I’m dubious this would be faster than transposing but it’s an interesting thinking problem.
One last warp-centric idea, why not just perform a traditional prefix sum across your entire problem (or 4x200 float2’s) and then subtract out the previous sub-segment’s 10th float2 total from the 10th float2 in the current segment? You can do all of this in one warp - 25 warp prefix sums with the last lane as input to the next prefix sum. This should be very fast on a device that supports SHFL… 300-400 ops. But transposing is probably going to be even faster.
Doing many fixed length reductions is equivalent to summing the rows (or columns) of a matrix.
If you can arrange it so you are summing columns (i.e. arrange your data in column-major order), you can have a very efficient sum-of-columns with a trivial kernel with a for-loop.
(I think allanmac said this ^^ already.)
Summing either rows or columns of a matrix can also be done using CUBLAS. These generally involve some extra “wasted” arithmetic, but since your reduction problem is hugely memory bound, it may not matter much.
http://stackoverflow.com/questions/17862078/cuda-code-for-sum-of-rows-of-a-matrix-too-slow/17864583#17864583
Thank you for the replies, I wasn’t aware of the SHFL approach.

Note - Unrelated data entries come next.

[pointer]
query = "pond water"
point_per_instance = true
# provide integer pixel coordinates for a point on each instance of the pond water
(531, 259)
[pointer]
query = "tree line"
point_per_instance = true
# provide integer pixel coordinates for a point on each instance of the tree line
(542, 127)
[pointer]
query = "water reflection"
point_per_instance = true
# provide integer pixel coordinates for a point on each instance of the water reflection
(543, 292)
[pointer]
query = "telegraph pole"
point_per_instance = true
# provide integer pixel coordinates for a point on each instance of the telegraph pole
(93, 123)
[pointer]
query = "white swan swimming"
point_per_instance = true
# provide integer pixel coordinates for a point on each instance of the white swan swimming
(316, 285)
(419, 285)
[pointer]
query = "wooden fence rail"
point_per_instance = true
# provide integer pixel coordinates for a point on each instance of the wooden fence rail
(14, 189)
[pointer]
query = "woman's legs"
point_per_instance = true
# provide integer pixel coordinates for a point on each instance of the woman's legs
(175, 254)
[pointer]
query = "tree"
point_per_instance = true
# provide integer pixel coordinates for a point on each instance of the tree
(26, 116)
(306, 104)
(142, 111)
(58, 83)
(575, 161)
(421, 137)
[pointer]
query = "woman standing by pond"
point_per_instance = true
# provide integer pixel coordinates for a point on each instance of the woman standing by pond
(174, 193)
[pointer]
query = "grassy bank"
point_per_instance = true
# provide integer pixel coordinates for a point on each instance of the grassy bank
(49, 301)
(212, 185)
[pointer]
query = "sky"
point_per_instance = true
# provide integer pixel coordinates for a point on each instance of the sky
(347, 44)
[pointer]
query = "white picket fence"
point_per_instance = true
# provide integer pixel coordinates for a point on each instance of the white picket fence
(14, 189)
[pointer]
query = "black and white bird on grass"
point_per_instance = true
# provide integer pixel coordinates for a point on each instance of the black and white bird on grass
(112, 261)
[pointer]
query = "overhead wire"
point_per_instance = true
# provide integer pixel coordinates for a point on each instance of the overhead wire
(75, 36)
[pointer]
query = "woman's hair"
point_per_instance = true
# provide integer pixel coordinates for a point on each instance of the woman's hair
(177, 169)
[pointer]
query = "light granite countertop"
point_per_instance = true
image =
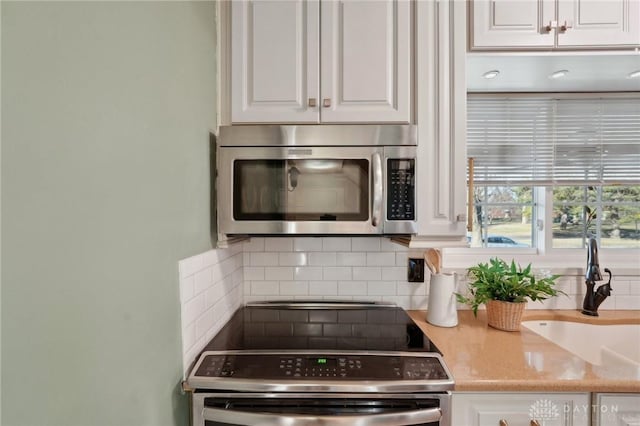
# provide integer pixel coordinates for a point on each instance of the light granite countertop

Regarding the 5D size of the problem, its something along the lines of [4, B, C, T, S] where B, C, T and S are configurable dimension sizes. I want to go from a 5D [4, B, C, T, S] to 4D [4, B, C, T] by summing up the S dimension. As txbob points out, its essentially summing up matrix rows.

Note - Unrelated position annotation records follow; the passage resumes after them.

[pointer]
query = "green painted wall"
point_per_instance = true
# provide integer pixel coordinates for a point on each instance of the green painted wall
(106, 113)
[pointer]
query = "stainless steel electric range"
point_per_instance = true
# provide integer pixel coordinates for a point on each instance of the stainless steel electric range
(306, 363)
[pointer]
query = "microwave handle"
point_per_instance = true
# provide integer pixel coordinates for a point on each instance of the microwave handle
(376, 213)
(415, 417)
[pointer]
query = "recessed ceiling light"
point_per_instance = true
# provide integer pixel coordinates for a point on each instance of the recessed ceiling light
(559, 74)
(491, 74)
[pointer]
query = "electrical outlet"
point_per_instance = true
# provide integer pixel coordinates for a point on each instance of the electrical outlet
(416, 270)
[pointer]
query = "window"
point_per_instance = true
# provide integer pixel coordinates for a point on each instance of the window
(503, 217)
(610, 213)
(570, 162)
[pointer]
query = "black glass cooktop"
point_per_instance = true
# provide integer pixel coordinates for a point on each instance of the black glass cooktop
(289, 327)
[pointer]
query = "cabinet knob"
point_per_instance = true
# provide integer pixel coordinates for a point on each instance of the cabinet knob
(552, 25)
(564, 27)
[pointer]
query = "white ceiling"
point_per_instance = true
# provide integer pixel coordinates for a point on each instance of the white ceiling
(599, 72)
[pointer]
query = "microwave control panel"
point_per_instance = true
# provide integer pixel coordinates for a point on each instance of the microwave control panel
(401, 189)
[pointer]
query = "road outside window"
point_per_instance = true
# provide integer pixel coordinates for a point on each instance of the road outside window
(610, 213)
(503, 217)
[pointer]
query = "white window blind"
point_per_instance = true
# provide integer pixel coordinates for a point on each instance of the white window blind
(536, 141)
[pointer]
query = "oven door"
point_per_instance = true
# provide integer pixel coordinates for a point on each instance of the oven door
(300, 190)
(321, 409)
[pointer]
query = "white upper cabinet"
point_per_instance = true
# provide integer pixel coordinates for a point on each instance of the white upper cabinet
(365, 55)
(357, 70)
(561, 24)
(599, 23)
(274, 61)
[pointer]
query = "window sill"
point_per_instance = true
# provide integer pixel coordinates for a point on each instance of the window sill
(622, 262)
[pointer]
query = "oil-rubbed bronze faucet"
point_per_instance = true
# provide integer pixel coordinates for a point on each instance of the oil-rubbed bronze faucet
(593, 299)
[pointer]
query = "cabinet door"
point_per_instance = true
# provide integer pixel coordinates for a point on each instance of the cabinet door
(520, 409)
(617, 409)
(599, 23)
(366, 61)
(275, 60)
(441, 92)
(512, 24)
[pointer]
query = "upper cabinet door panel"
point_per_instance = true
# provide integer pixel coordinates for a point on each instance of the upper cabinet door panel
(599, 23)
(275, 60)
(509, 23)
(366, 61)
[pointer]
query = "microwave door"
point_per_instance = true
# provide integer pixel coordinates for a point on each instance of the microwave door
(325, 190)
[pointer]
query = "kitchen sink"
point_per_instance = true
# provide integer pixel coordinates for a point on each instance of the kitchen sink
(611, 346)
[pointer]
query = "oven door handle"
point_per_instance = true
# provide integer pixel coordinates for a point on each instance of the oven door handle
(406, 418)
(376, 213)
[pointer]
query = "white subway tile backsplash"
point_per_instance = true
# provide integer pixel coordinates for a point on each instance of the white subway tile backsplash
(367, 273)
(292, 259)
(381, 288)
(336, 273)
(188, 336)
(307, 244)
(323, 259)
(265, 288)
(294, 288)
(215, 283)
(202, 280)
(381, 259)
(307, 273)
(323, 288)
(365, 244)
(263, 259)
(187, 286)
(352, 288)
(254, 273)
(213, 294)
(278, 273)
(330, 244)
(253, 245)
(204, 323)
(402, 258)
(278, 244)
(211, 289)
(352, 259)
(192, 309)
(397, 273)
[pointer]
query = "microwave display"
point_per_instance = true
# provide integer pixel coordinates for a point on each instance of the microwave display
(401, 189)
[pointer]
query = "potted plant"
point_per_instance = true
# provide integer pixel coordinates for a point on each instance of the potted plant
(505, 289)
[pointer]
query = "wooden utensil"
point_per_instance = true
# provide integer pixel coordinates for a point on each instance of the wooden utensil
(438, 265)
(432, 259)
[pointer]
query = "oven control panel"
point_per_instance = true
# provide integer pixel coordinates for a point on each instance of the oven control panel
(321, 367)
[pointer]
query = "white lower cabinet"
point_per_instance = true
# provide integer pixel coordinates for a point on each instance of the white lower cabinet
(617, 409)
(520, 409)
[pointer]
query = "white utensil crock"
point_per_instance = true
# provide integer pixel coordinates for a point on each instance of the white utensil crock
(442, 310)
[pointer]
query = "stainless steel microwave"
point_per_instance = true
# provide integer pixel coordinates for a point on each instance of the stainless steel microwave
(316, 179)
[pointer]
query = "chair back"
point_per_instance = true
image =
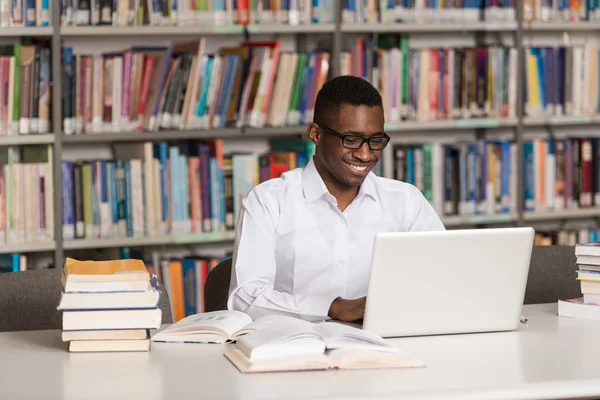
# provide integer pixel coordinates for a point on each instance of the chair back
(552, 275)
(216, 288)
(29, 301)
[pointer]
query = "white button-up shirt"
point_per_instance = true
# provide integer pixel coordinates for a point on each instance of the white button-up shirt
(295, 251)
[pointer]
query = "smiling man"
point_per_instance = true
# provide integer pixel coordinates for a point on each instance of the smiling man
(304, 241)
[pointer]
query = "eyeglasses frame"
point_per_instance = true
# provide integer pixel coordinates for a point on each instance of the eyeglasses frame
(367, 140)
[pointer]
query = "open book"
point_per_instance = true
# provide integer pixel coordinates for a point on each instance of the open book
(215, 327)
(299, 345)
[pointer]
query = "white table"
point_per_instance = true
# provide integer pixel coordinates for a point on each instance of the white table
(549, 358)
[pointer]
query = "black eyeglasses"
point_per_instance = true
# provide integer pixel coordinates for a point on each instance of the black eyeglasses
(355, 142)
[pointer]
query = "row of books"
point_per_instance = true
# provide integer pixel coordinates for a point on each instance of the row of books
(13, 262)
(26, 195)
(195, 12)
(481, 178)
(566, 237)
(562, 81)
(561, 174)
(421, 11)
(184, 279)
(436, 84)
(461, 179)
(184, 87)
(25, 13)
(560, 10)
(163, 189)
(25, 79)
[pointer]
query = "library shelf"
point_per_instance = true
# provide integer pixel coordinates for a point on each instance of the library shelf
(110, 137)
(471, 123)
(197, 239)
(483, 219)
(186, 30)
(27, 247)
(560, 121)
(564, 214)
(278, 131)
(17, 140)
(26, 31)
(430, 27)
(558, 26)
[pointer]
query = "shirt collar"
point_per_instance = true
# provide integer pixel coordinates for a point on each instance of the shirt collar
(314, 188)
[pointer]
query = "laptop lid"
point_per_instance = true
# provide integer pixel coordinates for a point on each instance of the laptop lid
(444, 282)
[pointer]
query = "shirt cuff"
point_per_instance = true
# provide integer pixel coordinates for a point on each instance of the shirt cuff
(316, 308)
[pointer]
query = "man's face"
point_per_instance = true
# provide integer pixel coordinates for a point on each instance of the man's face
(349, 167)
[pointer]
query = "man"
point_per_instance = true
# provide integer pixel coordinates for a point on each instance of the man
(304, 241)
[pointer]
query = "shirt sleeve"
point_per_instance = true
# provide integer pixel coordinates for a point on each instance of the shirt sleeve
(425, 217)
(254, 266)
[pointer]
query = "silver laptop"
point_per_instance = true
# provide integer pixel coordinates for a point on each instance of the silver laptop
(446, 282)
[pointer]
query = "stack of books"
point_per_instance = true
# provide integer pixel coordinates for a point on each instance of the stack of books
(588, 274)
(108, 305)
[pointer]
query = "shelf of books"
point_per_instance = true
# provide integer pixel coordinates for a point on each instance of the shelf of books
(195, 30)
(193, 238)
(25, 31)
(429, 27)
(562, 26)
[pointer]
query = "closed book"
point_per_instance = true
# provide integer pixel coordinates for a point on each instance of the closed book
(105, 276)
(109, 300)
(88, 346)
(588, 249)
(576, 308)
(118, 334)
(113, 319)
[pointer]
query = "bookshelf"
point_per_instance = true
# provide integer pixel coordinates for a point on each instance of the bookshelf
(335, 33)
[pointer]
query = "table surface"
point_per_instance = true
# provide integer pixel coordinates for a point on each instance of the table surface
(547, 358)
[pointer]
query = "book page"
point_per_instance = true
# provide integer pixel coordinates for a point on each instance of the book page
(263, 322)
(224, 323)
(294, 337)
(338, 335)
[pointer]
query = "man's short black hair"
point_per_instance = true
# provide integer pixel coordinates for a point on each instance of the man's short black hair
(341, 90)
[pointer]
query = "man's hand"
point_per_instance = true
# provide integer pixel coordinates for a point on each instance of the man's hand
(347, 310)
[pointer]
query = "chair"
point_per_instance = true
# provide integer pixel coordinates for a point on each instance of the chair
(216, 288)
(552, 273)
(29, 301)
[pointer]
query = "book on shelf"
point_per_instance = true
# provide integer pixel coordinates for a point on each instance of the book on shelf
(461, 178)
(25, 101)
(559, 11)
(108, 305)
(13, 262)
(404, 11)
(182, 87)
(436, 84)
(25, 14)
(168, 189)
(561, 81)
(296, 345)
(588, 275)
(123, 13)
(561, 174)
(26, 195)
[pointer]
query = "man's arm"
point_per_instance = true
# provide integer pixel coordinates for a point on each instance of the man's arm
(254, 266)
(425, 217)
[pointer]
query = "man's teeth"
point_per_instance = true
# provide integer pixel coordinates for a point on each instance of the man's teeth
(358, 168)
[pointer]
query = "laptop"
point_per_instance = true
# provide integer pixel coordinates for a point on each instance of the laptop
(447, 282)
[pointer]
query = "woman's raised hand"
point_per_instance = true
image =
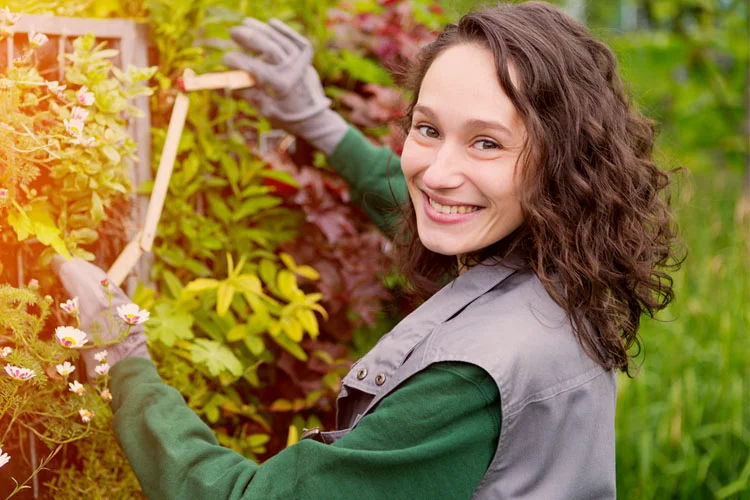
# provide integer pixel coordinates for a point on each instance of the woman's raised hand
(289, 92)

allanmac and txbob, as I understand it you’re advocating summation over each fixed length segment. This seems sensible for reasonably small segments, (say 10 to 100 values). Would you advocate this approach if S was larger (say 10,000 to 100,000 elements)?
For larger numbers, I would expect that allanmac’s suggestion of a prefix sum followed by subtraction at each segment boundary to win out, because its a parallel reduction vs a serial summation. Is this correct? I wonder if there could be floating point precision issues from performing a prefix sum over a large amount of data?